Membongkar Dilema Peradilan Yang Tepat Untuk Kasus Asusila

Opini
Membongkar Dilema Peradilan Yang Tepat Untuk Kasus Asusila

Gemajustisia.com-Bagaikan duri dalam daging yang tak kunjung hilang, kasus asusila di Indonesia tak hanya meresahkan, namun juga meninggalkan luka hingga trauma yang mendalam bagi para korban, keluarga, dan masyarakat. Fakta di lapangan juga menunjukan bahwa kasus ini kian marak, hingga merenggut rasa aman dan mencederai nilai-nilai moral bangsa. Data Komnas Perempuan menunjukan bahwa pada tahun 2022, tedapat 338.496 kasus kekerasan terhadap perempuan, termasuk 3.676 kasus permerkosaan dan 10.244 kasus pencabulan. Data ini tak hanya bersifat statistik semata, melainkan representatif dari tragedi yang merenggut hak dan martabat manusia.

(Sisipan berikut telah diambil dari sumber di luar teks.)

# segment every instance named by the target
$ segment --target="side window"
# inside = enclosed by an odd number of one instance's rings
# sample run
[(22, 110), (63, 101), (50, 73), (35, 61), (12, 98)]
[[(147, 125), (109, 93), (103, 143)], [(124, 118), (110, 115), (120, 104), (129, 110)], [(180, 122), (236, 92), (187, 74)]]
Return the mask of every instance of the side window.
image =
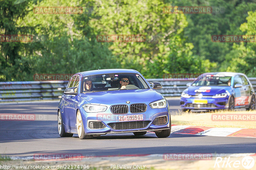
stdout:
[(72, 77), (70, 80), (69, 80), (69, 82), (68, 82), (68, 88), (70, 88), (70, 87), (73, 87), (73, 84), (74, 83), (74, 81), (75, 80), (75, 79), (76, 78), (76, 76), (75, 76)]
[(234, 78), (234, 86), (236, 84), (239, 83), (243, 85), (243, 81), (240, 76), (238, 75), (236, 75)]
[(78, 89), (78, 84), (79, 83), (79, 77), (76, 76), (76, 79), (75, 80), (74, 83), (73, 84), (73, 87), (77, 87), (77, 88), (75, 89), (75, 92), (77, 92), (77, 89)]
[(241, 78), (242, 78), (242, 81), (243, 81), (243, 85), (244, 86), (246, 86), (246, 85), (248, 85), (249, 84), (249, 83), (248, 82), (248, 81), (247, 81), (247, 79), (246, 79), (245, 77), (243, 75), (240, 75), (240, 76), (241, 77)]

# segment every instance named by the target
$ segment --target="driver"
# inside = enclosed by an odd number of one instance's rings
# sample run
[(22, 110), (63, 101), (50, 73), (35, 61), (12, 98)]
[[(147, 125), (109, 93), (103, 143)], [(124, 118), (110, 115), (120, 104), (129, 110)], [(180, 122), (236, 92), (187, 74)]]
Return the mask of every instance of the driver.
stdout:
[(125, 89), (126, 86), (129, 84), (130, 81), (129, 79), (127, 77), (123, 77), (120, 81), (120, 84), (121, 84), (121, 89)]
[(230, 85), (231, 85), (231, 78), (228, 80), (228, 85), (229, 86), (230, 86)]
[(92, 81), (87, 80), (84, 81), (84, 91), (91, 91), (92, 88)]

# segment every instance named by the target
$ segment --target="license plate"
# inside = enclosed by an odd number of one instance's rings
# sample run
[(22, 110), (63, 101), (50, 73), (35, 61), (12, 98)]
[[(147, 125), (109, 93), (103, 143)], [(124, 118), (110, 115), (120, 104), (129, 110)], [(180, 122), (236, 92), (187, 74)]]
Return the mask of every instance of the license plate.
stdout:
[(195, 104), (207, 104), (208, 101), (207, 100), (194, 100), (194, 103)]
[(143, 115), (116, 116), (116, 122), (143, 120)]

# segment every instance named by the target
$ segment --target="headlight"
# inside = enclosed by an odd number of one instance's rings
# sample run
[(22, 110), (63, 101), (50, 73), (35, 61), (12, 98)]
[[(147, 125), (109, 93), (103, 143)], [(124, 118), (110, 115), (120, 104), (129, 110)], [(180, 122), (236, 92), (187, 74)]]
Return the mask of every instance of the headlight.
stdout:
[(83, 108), (86, 112), (97, 113), (105, 111), (107, 110), (107, 107), (105, 106), (86, 104), (83, 105)]
[(149, 103), (149, 106), (152, 109), (164, 108), (167, 106), (167, 102), (165, 99), (163, 99), (152, 102)]
[(220, 98), (221, 97), (225, 97), (227, 96), (227, 93), (225, 92), (222, 93), (216, 94), (212, 96), (213, 98)]
[(181, 93), (181, 97), (186, 98), (189, 98), (190, 97), (190, 96), (188, 93), (185, 92), (182, 92), (182, 93)]

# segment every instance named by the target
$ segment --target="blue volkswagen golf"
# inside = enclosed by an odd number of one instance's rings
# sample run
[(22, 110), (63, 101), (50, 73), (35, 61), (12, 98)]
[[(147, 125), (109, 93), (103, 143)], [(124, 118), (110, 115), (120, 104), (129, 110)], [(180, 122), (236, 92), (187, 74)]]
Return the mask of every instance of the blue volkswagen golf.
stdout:
[(244, 74), (227, 72), (204, 73), (182, 92), (183, 111), (245, 108), (255, 109), (255, 93)]
[(77, 133), (81, 139), (108, 134), (155, 132), (168, 137), (171, 122), (168, 103), (138, 71), (108, 69), (74, 74), (59, 104), (58, 129), (61, 137)]

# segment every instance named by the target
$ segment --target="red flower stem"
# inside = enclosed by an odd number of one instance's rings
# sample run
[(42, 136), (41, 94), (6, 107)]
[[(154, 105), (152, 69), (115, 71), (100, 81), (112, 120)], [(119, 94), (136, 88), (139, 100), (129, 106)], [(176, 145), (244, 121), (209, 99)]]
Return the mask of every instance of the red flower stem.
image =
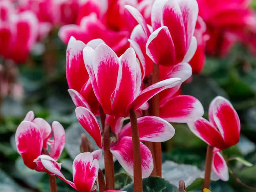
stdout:
[[(44, 154), (50, 156), (49, 153), (46, 149), (43, 148), (42, 152)], [(57, 192), (57, 184), (56, 184), (56, 178), (55, 175), (49, 175), (49, 181), (50, 183), (51, 192)]]
[(88, 146), (88, 140), (85, 133), (81, 133), (81, 151), (82, 153), (90, 151)]
[(106, 125), (103, 132), (104, 145), (104, 163), (105, 164), (105, 176), (107, 190), (115, 189), (115, 176), (113, 156), (110, 148), (110, 127)]
[[(153, 66), (153, 75), (152, 84), (159, 81), (159, 66), (154, 63)], [(159, 116), (159, 97), (158, 94), (154, 96), (151, 99), (151, 114), (152, 115)], [(155, 158), (156, 167), (157, 175), (162, 176), (162, 148), (161, 142), (154, 143)]]
[(205, 171), (204, 173), (204, 186), (203, 188), (210, 188), (211, 183), (211, 172), (212, 171), (212, 153), (213, 147), (208, 145), (206, 155), (205, 162)]
[(135, 192), (142, 192), (141, 156), (137, 117), (135, 112), (132, 110), (130, 111), (130, 113), (133, 152), (133, 190)]
[(98, 173), (98, 182), (99, 182), (99, 192), (103, 192), (107, 190), (105, 180), (104, 180), (104, 175), (102, 171), (100, 169), (99, 169)]

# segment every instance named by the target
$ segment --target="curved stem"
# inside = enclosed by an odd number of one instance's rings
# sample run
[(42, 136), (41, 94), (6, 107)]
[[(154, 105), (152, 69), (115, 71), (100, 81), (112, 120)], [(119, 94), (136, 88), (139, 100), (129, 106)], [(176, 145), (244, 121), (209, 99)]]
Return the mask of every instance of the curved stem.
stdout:
[(131, 110), (130, 113), (133, 152), (134, 191), (142, 192), (141, 156), (137, 117), (133, 111)]

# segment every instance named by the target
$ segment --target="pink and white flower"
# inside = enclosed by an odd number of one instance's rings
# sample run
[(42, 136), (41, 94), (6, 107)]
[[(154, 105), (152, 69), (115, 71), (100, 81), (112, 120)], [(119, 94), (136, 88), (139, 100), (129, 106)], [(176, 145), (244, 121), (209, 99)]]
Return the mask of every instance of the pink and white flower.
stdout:
[[(54, 121), (52, 128), (45, 120), (40, 118), (34, 118), (34, 112), (29, 112), (18, 126), (15, 140), (18, 152), (23, 159), (24, 164), (31, 169), (46, 171), (39, 162), (34, 162), (42, 153), (43, 148), (50, 147), (49, 159), (57, 160), (64, 148), (66, 136), (63, 127), (57, 121)], [(53, 140), (50, 139), (52, 132)], [(61, 164), (55, 165), (60, 169)]]
[[(79, 107), (76, 109), (76, 117), (80, 124), (93, 138), (98, 146), (104, 148), (99, 122), (93, 114), (86, 108)], [(112, 130), (112, 138), (110, 151), (125, 171), (133, 174), (133, 152), (130, 123), (122, 129), (124, 118), (108, 116), (106, 124), (109, 124)], [(172, 138), (175, 130), (172, 125), (161, 118), (146, 116), (138, 119), (140, 139), (141, 141), (162, 142)], [(142, 176), (148, 177), (153, 169), (152, 155), (148, 148), (140, 142), (141, 155)]]

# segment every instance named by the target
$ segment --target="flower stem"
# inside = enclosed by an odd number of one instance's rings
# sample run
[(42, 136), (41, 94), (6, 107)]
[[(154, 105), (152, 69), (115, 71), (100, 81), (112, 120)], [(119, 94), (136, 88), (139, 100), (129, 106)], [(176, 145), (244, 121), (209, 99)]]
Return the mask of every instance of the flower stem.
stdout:
[[(43, 148), (42, 150), (44, 154), (49, 156), (49, 152), (45, 148)], [(56, 183), (56, 177), (55, 175), (49, 175), (49, 181), (50, 183), (51, 192), (57, 192), (57, 184)]]
[(133, 152), (134, 191), (142, 192), (141, 156), (137, 117), (135, 112), (132, 110), (130, 113)]
[(204, 173), (204, 180), (203, 188), (209, 188), (211, 183), (211, 172), (212, 171), (212, 152), (213, 147), (208, 145), (206, 155), (205, 171)]
[(100, 169), (99, 169), (98, 173), (98, 182), (99, 182), (99, 192), (103, 192), (106, 191), (106, 185), (104, 180), (104, 175), (102, 171)]
[[(157, 83), (159, 81), (159, 66), (154, 63), (153, 66), (153, 75), (152, 84)], [(159, 97), (158, 94), (154, 96), (151, 99), (151, 115), (159, 116)], [(154, 143), (154, 154), (156, 167), (156, 173), (158, 176), (162, 176), (162, 149), (161, 142)]]
[(103, 133), (104, 145), (104, 163), (105, 164), (105, 176), (107, 190), (115, 189), (115, 176), (113, 156), (110, 149), (110, 127), (106, 125)]

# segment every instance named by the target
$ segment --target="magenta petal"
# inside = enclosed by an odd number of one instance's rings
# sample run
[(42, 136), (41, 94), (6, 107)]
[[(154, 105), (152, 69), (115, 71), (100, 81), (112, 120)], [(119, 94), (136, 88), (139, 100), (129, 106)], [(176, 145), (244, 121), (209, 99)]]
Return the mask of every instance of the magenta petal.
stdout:
[(85, 44), (80, 41), (70, 37), (67, 49), (66, 74), (68, 87), (80, 92), (89, 77), (83, 56)]
[[(148, 148), (142, 143), (140, 142), (140, 144), (142, 176), (143, 178), (146, 178), (150, 175), (153, 170), (153, 160)], [(111, 148), (110, 151), (125, 171), (133, 176), (133, 158), (132, 137), (122, 138), (117, 145)]]
[(225, 159), (219, 152), (220, 149), (214, 148), (212, 159), (212, 171), (220, 179), (224, 181), (228, 180), (228, 168)]
[(146, 52), (155, 63), (164, 66), (175, 64), (174, 44), (167, 27), (161, 27), (151, 34), (146, 44)]
[(211, 122), (217, 125), (227, 145), (230, 147), (238, 142), (240, 120), (229, 101), (220, 96), (214, 99), (209, 107), (209, 118)]
[(62, 125), (58, 121), (54, 121), (52, 125), (53, 142), (51, 145), (50, 156), (57, 160), (61, 154), (66, 141), (65, 131)]
[(68, 92), (71, 99), (76, 107), (83, 107), (89, 110), (91, 109), (89, 104), (80, 93), (74, 89), (69, 89), (68, 91)]
[(43, 140), (40, 130), (35, 123), (23, 121), (19, 125), (15, 134), (17, 150), (26, 166), (34, 169), (34, 160), (41, 154)]
[[(175, 133), (173, 127), (167, 121), (155, 116), (145, 116), (138, 119), (140, 140), (142, 141), (164, 142), (172, 137)], [(119, 138), (132, 137), (131, 123), (122, 129)]]
[(73, 168), (73, 180), (77, 190), (91, 191), (98, 177), (98, 160), (93, 159), (91, 153), (82, 153), (76, 157)]
[(169, 122), (194, 122), (204, 115), (200, 101), (190, 95), (181, 95), (171, 98), (159, 108), (159, 116)]
[(92, 113), (86, 108), (79, 107), (76, 109), (76, 115), (79, 123), (93, 138), (98, 146), (102, 148), (100, 125)]
[(134, 111), (136, 110), (154, 95), (166, 89), (175, 86), (181, 81), (180, 78), (171, 78), (160, 81), (148, 87), (140, 93), (130, 104), (128, 109), (129, 109), (132, 108)]
[(219, 130), (205, 119), (201, 117), (195, 122), (188, 123), (188, 125), (191, 131), (208, 145), (221, 150), (228, 147)]

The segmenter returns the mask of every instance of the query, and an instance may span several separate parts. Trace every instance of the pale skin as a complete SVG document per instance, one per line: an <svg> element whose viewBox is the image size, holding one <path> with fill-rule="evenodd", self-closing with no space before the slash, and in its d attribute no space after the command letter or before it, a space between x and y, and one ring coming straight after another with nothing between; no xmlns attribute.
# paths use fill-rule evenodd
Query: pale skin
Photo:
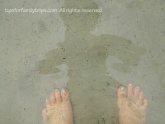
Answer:
<svg viewBox="0 0 165 124"><path fill-rule="evenodd" d="M148 101L139 87L129 84L117 89L119 124L145 124ZM48 124L73 124L73 111L68 90L56 89L46 100L42 116Z"/></svg>

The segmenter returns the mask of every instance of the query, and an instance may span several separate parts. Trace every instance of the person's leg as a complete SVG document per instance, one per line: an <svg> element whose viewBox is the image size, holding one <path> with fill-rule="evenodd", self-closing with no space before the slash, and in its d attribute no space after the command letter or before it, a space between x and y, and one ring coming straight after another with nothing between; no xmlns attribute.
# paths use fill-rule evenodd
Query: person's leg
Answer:
<svg viewBox="0 0 165 124"><path fill-rule="evenodd" d="M127 89L120 87L117 91L119 124L145 124L148 105L139 87L129 84Z"/></svg>
<svg viewBox="0 0 165 124"><path fill-rule="evenodd" d="M73 124L72 106L68 91L56 89L52 92L49 100L46 100L42 115L48 124Z"/></svg>

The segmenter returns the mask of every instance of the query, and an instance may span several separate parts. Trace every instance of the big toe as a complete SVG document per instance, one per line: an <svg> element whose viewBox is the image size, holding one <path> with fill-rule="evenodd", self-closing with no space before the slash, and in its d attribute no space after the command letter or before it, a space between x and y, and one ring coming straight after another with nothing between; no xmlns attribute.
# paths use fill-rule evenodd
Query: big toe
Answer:
<svg viewBox="0 0 165 124"><path fill-rule="evenodd" d="M121 86L117 90L117 96L118 96L118 105L123 105L126 102L126 90L125 87Z"/></svg>
<svg viewBox="0 0 165 124"><path fill-rule="evenodd" d="M68 101L69 100L69 91L66 89L62 89L61 90L61 97L62 97L62 101Z"/></svg>
<svg viewBox="0 0 165 124"><path fill-rule="evenodd" d="M57 104L58 104L58 103L61 103L62 98L61 98L60 90L59 90L59 89L55 89L54 94L55 94L55 101L56 101L56 103L57 103Z"/></svg>

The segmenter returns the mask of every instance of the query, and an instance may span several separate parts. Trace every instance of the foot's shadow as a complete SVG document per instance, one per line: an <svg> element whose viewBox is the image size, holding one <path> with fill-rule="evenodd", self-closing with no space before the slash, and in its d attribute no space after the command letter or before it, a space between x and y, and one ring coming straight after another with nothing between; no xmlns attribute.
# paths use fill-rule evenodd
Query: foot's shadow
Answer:
<svg viewBox="0 0 165 124"><path fill-rule="evenodd" d="M98 8L96 3L86 0L65 1L64 7ZM68 65L68 88L75 121L79 124L82 119L93 119L103 114L106 122L111 122L111 117L114 117L118 83L106 74L107 56L114 56L121 61L114 63L113 69L127 72L138 64L144 53L142 48L127 39L113 35L92 35L90 31L100 16L100 13L61 13L66 26L65 41L59 43L57 49L48 52L46 59L39 63L38 70L44 75L58 72L57 65Z"/></svg>

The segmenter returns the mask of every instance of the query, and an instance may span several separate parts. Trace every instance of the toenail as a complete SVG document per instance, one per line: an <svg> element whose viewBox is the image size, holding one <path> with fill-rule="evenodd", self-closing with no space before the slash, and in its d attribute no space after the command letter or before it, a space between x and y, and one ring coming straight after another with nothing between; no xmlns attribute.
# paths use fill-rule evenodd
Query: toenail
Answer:
<svg viewBox="0 0 165 124"><path fill-rule="evenodd" d="M62 94L65 94L65 93L66 93L66 91L65 91L64 88L61 89L61 93L62 93Z"/></svg>
<svg viewBox="0 0 165 124"><path fill-rule="evenodd" d="M48 101L48 99L46 99L46 104L48 104L49 103L49 101Z"/></svg>
<svg viewBox="0 0 165 124"><path fill-rule="evenodd" d="M120 90L122 90L122 91L123 91L124 89L125 89L124 87L120 87Z"/></svg>
<svg viewBox="0 0 165 124"><path fill-rule="evenodd" d="M55 89L55 92L56 92L56 93L59 93L59 90L58 90L58 89Z"/></svg>

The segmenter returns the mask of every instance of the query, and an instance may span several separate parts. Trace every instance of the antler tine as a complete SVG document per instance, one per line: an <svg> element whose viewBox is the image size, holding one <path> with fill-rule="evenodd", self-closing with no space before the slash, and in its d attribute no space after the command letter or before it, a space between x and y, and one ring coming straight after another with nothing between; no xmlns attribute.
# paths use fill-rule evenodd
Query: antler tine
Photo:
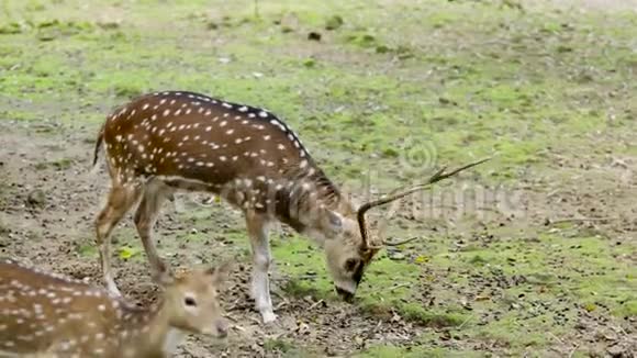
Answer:
<svg viewBox="0 0 637 358"><path fill-rule="evenodd" d="M449 177L452 177L452 176L457 175L458 172L460 172L462 170L467 170L467 169L469 169L471 167L478 166L478 165L480 165L480 164L482 164L482 163L484 163L487 160L490 160L490 159L491 159L490 157L482 158L480 160L477 160L477 161L467 164L467 165L465 165L465 166L462 166L460 168L457 168L457 169L455 169L455 170L452 170L450 172L445 172L445 170L447 168L446 167L443 167L440 170L436 171L432 177L429 177L429 179L427 179L427 181L425 181L423 183L420 183L417 186L414 186L414 187L412 187L412 188L410 188L410 189L407 189L407 190L405 190L403 192L399 192L398 194L391 194L389 197L385 197L385 198L382 198L382 199L379 199L379 200L375 200L375 201L370 201L370 202L367 202L367 203L362 204L358 209L357 219L358 219L358 225L360 226L360 235L361 235L361 238L362 238L362 246L364 246L364 248L369 248L369 240L368 240L368 235L367 235L367 224L366 224L366 221L365 221L365 213L367 211L369 211L371 208L379 206L379 205L384 205L384 204L387 204L389 202L392 202L392 201L395 201L398 199L404 198L404 197L406 197L409 194L412 194L412 193L414 193L416 191L426 189L426 188L431 187L432 184L434 184L434 183L436 183L436 182L438 182L440 180L444 180L444 179L447 179ZM401 245L401 244L404 244L404 243L400 243L399 242L395 245ZM393 246L395 246L395 245L393 245Z"/></svg>

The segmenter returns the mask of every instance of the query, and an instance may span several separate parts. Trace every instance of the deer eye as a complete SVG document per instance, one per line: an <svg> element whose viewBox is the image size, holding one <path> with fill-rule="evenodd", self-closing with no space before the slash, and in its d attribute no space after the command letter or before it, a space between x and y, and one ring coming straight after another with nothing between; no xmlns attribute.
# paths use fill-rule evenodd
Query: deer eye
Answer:
<svg viewBox="0 0 637 358"><path fill-rule="evenodd" d="M183 299L183 304L193 307L197 305L197 302L194 301L193 298L186 298Z"/></svg>
<svg viewBox="0 0 637 358"><path fill-rule="evenodd" d="M345 260L345 269L347 271L355 271L356 267L358 266L358 259L356 258L348 258L347 260Z"/></svg>

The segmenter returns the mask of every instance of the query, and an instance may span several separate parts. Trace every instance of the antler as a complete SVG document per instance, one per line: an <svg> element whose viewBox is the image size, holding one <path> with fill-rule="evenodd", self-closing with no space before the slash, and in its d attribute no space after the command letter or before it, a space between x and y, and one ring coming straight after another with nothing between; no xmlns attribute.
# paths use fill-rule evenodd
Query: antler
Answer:
<svg viewBox="0 0 637 358"><path fill-rule="evenodd" d="M406 190L404 190L402 192L391 194L391 195L389 195L387 198L381 198L381 199L378 199L378 200L375 200L375 201L370 201L370 202L367 202L367 203L362 204L358 209L357 219L358 219L358 226L360 226L360 236L362 238L362 247L364 247L364 249L379 248L379 246L370 246L369 245L369 239L368 239L368 235L367 235L367 224L366 224L366 221L365 221L365 213L367 213L367 211L369 211L372 208L380 206L380 205L384 205L384 204L390 203L392 201L395 201L398 199L404 198L404 197L406 197L409 194L412 194L412 193L414 193L416 191L427 189L427 188L432 187L434 183L436 183L436 182L438 182L440 180L445 180L445 179L447 179L449 177L452 177L452 176L457 175L458 172L460 172L462 170L467 170L467 169L469 169L471 167L474 167L477 165L480 165L480 164L482 164L482 163L484 163L487 160L490 160L490 159L491 158L483 158L483 159L480 159L480 160L470 163L468 165L465 165L465 166L462 166L460 168L457 168L457 169L455 169L455 170L452 170L450 172L445 172L445 170L447 169L447 167L443 167L440 170L436 171L436 174L434 174L429 179L427 179L427 181L425 181L423 183L420 183L417 186L414 186L414 187L412 187L410 189L406 189ZM393 192L395 192L395 190ZM391 244L383 243L383 245L396 246L396 245L402 245L402 244L404 244L406 242L411 242L413 239L415 239L415 238L410 238L410 239L404 240L404 242L391 243Z"/></svg>

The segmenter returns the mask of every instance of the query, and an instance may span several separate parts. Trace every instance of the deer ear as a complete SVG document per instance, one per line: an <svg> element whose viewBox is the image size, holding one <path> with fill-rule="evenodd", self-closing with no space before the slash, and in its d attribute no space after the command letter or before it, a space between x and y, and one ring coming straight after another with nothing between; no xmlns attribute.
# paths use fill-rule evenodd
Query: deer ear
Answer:
<svg viewBox="0 0 637 358"><path fill-rule="evenodd" d="M343 231L343 216L332 210L325 210L321 215L321 226L329 237L337 236Z"/></svg>

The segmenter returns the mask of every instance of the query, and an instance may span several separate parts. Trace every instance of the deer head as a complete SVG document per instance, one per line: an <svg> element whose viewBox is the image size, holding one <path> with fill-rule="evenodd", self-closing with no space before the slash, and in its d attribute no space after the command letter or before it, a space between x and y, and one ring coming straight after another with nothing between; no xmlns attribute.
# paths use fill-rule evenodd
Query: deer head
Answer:
<svg viewBox="0 0 637 358"><path fill-rule="evenodd" d="M164 310L170 313L169 324L185 332L216 337L227 335L219 289L226 280L231 264L197 269L188 275L167 272L160 278L165 290Z"/></svg>
<svg viewBox="0 0 637 358"><path fill-rule="evenodd" d="M487 160L489 158L468 164L450 172L446 172L445 168L443 168L423 183L403 190L395 190L384 198L360 205L357 210L350 210L347 203L336 210L322 209L317 215L317 225L321 225L318 231L324 234L327 233L324 238L327 267L334 279L335 290L338 295L350 302L362 280L365 270L380 249L384 246L403 245L414 239L385 242L380 237L382 230L377 231L377 235L370 235L366 221L366 213L370 209L393 202L416 191L426 190L440 180Z"/></svg>

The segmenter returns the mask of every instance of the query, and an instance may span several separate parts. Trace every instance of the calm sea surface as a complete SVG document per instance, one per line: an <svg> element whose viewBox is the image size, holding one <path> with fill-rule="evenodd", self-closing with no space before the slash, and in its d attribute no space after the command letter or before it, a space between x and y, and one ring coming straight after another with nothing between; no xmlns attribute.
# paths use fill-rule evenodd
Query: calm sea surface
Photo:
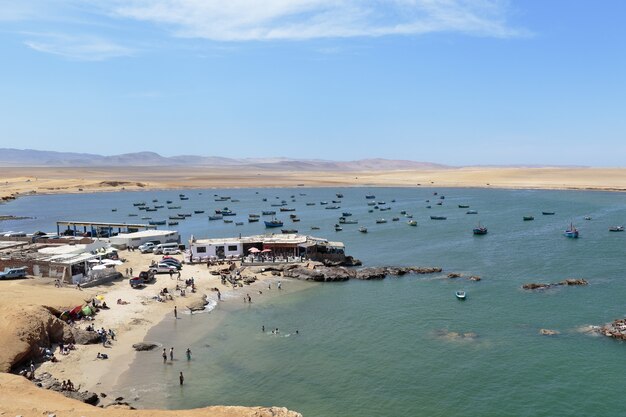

Maraknya kasus asusila menciptakan rasa takut dan rasa tidak aman bagi perempuan di berbagai ruang publik maupun privat. Hal ini dapat membatasi mobilitas mereka, serta memicu kecemasan hingga stress. Sehingga dapat memengaruhi kesehatan mental, hubungan sosial, dan kualitas hidup mereka. Budaya patriarki dan misoginis yang masih kuat di Indonesia membuat perempuan rentan mengalami diskriminasi dan objektifikasi.


Hal ini memperparah kerentanan mereka terhadap tindakan asusila. Kekhawatiran pun muncul, di mana anak-anak tak luput dari jeratan predator asusila. Data menunjukkan 2.957 kasus kekerasan terhadap anak pada tahun 2022, dengan 638 kasus merupakan persetubuhan dan pencabulan. Hal ini disebabkan juga karena ketidakberdayaan mereka (para korban)  kian memperparah situasi. Tak hanya korban, keluarga pun merasakan dampaknya. Rasa malu, stigma sosial, dan beban ekonomi menjadi konsekuensi yang harus ditanggung. Kepercayaan dan keharmonian keluarga pun tercoreng sehingga meninggalkan luka yang tak mudah disembuhkan.


Dilema peradilan pun muncul dalam menangani kasus asusila. Dualisme sistem peradilan, antara peradilan umum dan adat, terkadang saling berbenturan. Di satu sisi, KUHP dengan pasal-pasal terkait asusila seperti pencabulan, pemerkosaan, dan perzinahan, menjadi landasan hukum utama. Yang mana  peradilan umum berfokus pada aspek pidana dan pemberian hukuman atau sanksi yang tegas kepada pelaku asusila. Adapun pasal-pasal yang mengatur mengenai delik kesusilaan yaitu Pasal 281 KUHP sampai Pasal 290 KUHP, serta  Pasal 292 KUHP.


Namun di sisi lain, hukum adat memiliki aturan dan norma tersendiri  mengenai kesusilaan yang tak jarang  berbeda interpretasi. Seperti contohnya, peradilan adat lebih mengedepankan aspek keseimbangan komunitas dan pemulihan hubungan sosial antara pihak yang terlibat. Dualisme sistem peradilan ini semakin memperumit sistuasi. Dilema ini berakibat pada lambatnya proses hukum dan ketidakadilan bagi para korban. Korban pun harus menanggung  beban trauma dan stigma, tanpa kepastian hukum yang jelas. Dilema peradilan ini harus segera diurai. Diperlukan solusi yang komprehensif dan mempertimbangkan berbagai aspek, mulai dari hukum pidana, hukum agama, hingga kemaslahatan korban.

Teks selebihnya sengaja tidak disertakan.